There is already misinformation online so only the marginal misinformation is relevant. In other words do LLMs generate misinformation at a higher rate than their training set?
For raw information retrieval from the training set misinformation may be a concern but LLMs aren’t search engines.
Emergent properties don’t rely on facts. They emerge from the relationship between tokens. So even if an LLM is trained only on misinformation abilities may still emerge at which point problem solving on factual information is still possible.
Something I've been using perplexity for recently is summarizing the research literature on some fairly specific topic(e.g. the state of research on the use of polypharmacy in treatment of adult ADHD). Ideally it should look up a bunch of papers, look at them and provide a summary of the current consensus on the topic. At first, I thought it did this quite well. But I eventually noticed that in some cases it would miss key papers and therefore provide inaccurate conclusions. The only way for me to tell whether the output is legit is to do exactly what the LLM was supposed to do; search for a bunch of papers, read them and conclude on what the aggregate is telling me. And it's almost never obvious from the output whether the LLM did this properly or not.
The only way in which this is useful, then, is to find a random, non-exhaustive set of papers for me to look at(since the LLM also can't be trusted to accurately summarize them). Well, I can already do that with a simple search in one of the many databases for this purpose, such as pubmed, arxiv etc. Any capability beyond that is merely an illusion. It's close, but no cigar. And in this case close doesn't really help reduce the amount of work.

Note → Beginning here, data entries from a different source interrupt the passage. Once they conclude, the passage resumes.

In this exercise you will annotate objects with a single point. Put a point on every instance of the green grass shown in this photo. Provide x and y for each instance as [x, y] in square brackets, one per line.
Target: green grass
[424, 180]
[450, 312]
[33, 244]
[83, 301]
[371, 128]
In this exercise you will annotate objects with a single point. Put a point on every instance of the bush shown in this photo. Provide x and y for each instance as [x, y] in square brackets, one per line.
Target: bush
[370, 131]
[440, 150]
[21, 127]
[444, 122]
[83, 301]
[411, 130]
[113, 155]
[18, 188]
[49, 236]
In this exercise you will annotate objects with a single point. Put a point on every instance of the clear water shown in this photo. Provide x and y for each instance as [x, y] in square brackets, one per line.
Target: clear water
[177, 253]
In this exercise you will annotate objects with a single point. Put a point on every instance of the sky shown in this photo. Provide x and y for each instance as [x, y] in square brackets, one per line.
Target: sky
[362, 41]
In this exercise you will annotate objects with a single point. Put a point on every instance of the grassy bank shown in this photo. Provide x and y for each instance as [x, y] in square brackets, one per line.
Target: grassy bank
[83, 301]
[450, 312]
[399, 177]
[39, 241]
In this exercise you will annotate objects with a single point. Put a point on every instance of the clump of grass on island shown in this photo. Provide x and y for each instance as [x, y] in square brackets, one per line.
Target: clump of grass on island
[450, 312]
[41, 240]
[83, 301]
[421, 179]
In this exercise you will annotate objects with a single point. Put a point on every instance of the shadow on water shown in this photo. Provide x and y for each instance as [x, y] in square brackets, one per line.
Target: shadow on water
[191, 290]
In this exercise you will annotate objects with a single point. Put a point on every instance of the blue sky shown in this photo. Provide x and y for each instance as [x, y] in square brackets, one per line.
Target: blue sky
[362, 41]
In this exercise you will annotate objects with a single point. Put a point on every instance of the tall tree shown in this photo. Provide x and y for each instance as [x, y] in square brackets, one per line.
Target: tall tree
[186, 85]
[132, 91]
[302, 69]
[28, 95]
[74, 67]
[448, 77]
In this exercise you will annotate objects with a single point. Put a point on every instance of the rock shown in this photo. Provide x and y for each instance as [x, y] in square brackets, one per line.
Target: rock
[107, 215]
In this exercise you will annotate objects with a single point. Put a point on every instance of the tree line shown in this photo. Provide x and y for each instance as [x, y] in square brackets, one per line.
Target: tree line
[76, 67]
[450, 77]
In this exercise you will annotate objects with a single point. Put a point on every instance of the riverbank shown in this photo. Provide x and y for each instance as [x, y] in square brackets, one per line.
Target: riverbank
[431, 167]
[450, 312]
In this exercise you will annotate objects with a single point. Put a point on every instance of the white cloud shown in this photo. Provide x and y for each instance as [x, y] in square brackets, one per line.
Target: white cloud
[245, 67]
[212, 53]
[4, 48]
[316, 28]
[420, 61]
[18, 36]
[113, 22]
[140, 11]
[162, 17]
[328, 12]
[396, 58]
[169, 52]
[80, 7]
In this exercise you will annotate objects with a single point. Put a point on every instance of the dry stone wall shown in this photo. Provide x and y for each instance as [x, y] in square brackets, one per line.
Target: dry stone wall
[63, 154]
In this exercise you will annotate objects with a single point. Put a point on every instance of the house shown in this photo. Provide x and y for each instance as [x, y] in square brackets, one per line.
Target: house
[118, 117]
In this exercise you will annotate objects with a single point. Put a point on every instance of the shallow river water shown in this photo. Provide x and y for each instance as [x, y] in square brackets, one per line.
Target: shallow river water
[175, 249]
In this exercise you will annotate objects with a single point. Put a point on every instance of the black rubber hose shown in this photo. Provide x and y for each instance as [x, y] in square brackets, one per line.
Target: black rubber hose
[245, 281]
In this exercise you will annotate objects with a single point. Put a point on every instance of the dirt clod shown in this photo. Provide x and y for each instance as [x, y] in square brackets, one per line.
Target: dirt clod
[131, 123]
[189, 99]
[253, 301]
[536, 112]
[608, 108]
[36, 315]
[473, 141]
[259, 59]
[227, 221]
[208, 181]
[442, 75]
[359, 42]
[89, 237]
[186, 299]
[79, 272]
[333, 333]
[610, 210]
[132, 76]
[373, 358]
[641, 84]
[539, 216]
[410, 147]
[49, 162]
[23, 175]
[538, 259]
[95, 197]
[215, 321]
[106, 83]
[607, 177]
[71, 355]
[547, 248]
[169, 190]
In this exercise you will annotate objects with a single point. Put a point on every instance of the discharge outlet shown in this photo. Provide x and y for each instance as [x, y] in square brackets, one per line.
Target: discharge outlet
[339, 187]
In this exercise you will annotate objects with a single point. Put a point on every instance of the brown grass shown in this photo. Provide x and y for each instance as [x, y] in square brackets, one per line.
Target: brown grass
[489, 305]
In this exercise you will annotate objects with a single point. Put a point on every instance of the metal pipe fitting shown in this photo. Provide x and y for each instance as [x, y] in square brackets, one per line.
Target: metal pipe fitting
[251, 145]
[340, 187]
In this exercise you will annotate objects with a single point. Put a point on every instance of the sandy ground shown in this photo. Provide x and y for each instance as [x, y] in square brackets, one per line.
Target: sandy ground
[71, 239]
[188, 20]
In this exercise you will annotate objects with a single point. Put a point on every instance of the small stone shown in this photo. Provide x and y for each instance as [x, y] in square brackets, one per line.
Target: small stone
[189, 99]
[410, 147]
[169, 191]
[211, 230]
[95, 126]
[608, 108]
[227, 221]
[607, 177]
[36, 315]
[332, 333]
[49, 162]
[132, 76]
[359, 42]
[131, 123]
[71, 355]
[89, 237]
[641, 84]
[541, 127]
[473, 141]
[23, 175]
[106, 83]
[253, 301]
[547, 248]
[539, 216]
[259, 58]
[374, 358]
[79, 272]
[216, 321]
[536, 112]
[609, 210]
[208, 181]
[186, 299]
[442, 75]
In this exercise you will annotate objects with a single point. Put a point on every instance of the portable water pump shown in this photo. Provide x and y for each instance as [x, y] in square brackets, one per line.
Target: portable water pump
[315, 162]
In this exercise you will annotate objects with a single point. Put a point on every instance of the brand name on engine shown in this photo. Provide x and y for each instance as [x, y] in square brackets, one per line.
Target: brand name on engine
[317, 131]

This is why a lot of the things people want to use LLMs for requires a "definiteness" that's completely at odds with the architecture. The fact that LLMs are food at pretending to do it well only serves to distract us from addressing the fundamental architectural issues that need to be solved. I think think any amount of training of a transformer architecture is gonna do it. We're several years into trying that and the problem hasn't gone away.
You're describing a fundamental and inescapable problem that applies to literally all delegated work.
It depends on whether the cost of search or of verification dominates. When searching for common consumer products, yeah, this isn't likely to help much, and in a sense the scales are tipped against the AI for this application.
But if search is hard and verification is easy, even a faulty faster search is great.
I've run into a lot of instances with Linux where some minor, low level thing has broken and all of the stackexchange suggestions you can find in two hours don't work and you don't have seven hours to learn about the Linux kernel and its various services and their various conventions in order to get your screen resolutions correct, so you just give up.
Being in a debug loop in the most naive way with Claude, where it just tells you what to try and you report the feedback and direct it when it tunnel visions on irrelevant things, has solved many such instances of this hopelessness for me in the last few years.
No, not if you have to search to verify their answers.